AI can sway your opinion, even when you know it's biased, study shows


The findings follow a University of Southern California paper suggesting AI could homogenise speech and thought to such an extent that users could see their ability to reason atrophy. — dpa

BERLIN: Artificial intelligence chatbots like ChatGPT, Claude and Gemini hold the power to massively influence public opinion, new research suggests after demonstrating that people largely accept biased information given to them by an AI – even when warned not to.

After being asked to consult AI while writing about important societal issues such as the death penalty and fracking, the 2,500 participants were found to have largely "converged toward the platform's position," the researchers said in a paper published in Science Advances.

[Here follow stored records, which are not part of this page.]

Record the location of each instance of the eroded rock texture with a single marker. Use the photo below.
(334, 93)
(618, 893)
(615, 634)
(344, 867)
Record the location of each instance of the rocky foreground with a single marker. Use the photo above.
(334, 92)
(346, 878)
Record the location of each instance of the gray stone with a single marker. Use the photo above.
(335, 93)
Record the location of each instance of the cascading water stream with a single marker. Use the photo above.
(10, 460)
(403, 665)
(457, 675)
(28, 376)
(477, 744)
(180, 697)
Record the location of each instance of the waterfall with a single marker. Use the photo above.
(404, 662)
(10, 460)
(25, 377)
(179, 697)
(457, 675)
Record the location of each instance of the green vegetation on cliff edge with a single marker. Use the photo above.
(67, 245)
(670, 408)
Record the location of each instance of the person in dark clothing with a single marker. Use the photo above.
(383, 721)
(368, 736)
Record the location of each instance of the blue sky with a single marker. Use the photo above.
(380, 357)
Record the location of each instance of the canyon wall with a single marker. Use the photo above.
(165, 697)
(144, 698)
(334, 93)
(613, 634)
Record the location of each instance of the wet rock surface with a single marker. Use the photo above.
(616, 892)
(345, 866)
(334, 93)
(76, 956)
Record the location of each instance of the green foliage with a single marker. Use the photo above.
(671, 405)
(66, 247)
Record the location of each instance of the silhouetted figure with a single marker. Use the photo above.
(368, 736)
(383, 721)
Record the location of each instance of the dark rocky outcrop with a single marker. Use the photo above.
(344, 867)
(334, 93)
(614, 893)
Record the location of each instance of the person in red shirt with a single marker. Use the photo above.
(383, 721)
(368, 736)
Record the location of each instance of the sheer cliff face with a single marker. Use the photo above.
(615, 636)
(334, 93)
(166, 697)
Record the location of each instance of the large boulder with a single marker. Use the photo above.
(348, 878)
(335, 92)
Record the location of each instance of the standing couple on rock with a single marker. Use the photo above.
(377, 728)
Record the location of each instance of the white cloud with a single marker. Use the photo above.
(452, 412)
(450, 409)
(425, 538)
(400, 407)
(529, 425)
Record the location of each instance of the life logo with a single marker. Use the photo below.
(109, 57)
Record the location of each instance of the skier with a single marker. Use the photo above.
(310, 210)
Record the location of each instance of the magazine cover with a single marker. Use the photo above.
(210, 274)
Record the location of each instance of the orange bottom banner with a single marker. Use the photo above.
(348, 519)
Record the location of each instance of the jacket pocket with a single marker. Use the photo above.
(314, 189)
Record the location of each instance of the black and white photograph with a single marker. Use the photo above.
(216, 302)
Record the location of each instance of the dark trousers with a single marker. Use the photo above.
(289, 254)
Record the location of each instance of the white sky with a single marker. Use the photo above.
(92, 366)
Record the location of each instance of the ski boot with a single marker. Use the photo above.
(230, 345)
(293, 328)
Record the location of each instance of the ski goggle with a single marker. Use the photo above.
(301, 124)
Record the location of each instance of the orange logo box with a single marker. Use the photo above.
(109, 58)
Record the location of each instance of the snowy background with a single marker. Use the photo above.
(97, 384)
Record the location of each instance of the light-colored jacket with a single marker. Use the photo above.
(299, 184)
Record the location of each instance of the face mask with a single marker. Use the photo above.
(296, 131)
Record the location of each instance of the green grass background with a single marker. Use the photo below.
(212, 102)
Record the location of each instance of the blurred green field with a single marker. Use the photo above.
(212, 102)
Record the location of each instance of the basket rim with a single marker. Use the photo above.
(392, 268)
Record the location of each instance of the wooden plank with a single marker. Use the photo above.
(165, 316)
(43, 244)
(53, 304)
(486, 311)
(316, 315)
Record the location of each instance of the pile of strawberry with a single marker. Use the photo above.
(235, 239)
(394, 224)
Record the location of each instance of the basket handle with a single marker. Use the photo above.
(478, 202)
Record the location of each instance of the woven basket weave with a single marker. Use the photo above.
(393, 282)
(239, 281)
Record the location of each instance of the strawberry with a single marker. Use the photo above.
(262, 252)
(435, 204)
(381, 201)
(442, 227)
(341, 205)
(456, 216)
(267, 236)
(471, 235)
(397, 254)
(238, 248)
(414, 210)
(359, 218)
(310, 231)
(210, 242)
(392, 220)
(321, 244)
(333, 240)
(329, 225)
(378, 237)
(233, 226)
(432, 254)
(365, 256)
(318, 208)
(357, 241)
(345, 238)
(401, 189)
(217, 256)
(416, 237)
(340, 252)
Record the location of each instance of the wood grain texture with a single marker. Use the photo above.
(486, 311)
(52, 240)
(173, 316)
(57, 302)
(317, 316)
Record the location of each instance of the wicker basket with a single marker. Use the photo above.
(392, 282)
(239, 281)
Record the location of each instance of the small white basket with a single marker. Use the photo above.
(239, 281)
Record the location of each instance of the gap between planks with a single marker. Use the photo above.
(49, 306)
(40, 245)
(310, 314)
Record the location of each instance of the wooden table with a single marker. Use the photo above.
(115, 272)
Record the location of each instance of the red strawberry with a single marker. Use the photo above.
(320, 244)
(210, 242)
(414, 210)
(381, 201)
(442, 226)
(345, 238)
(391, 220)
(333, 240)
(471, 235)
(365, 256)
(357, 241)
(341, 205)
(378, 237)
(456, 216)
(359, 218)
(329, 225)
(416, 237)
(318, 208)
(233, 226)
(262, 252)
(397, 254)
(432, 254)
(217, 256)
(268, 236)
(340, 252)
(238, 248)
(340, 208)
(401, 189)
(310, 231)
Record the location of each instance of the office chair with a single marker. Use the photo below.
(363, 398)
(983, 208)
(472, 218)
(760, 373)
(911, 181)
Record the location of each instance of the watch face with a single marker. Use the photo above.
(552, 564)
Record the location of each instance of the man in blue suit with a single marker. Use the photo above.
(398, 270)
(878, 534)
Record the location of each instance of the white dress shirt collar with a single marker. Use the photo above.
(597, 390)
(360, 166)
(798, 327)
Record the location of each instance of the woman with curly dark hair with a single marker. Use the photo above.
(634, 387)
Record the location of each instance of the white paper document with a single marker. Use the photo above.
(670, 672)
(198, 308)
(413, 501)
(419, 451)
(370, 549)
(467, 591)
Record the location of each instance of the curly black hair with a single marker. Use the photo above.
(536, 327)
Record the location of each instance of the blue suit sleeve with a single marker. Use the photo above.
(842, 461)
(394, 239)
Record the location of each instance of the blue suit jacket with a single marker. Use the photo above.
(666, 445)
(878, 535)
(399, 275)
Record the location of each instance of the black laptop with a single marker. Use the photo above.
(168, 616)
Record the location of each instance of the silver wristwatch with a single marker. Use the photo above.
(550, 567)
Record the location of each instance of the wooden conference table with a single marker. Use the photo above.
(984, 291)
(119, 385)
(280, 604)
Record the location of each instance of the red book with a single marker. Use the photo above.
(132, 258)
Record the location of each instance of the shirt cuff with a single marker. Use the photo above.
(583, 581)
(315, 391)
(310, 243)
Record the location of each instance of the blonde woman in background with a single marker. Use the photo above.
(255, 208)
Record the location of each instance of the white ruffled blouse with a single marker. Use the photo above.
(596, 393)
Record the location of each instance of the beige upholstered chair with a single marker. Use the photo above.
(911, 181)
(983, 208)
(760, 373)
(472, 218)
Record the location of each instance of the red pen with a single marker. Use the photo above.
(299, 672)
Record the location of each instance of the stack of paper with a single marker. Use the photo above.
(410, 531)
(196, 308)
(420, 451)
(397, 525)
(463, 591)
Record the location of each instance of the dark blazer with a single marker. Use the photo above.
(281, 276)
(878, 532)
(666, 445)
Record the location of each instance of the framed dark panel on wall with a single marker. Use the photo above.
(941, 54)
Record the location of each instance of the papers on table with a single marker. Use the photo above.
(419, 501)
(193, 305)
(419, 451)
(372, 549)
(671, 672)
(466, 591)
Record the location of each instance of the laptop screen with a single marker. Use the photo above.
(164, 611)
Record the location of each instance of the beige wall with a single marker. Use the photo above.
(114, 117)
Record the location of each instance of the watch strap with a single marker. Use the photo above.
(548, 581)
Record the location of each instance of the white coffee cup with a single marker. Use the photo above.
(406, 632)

The team, based at Cornell University and the University of Washington in the US, as well as Germany's Bauhaus University and Israel's Tel Aviv University, found the AI's influence outweighed "similar suggestions presented as static text."

They also said that telling participants about the bias before or after the assignments "does not mitigate the attitude-shift effect."

The tests showed people even "gravitate" towards AI, irrespective of whether the bot was set up to lean left or right, liberal or conservative.

AI-based takes on current affairs "have the power to shift attitudes across different topics and across different political leanings," the researchers found, after engineering the bots to lean left on questions related to the death penalty and genetically modified organisms but rightward when it came to fracking and allowing felons to vote.

Without fail, participants' views bent with the AI wind, the researchers found.

"We told people before, and after, to be careful, that the AI is going to be (or was) biased, and nothing helped," said Cornell’s Mor Naaman.

The findings follow a University of Southern California paper suggesting AI could homogenise speech and thought to such an extent that users could see their ability to reason atrophy.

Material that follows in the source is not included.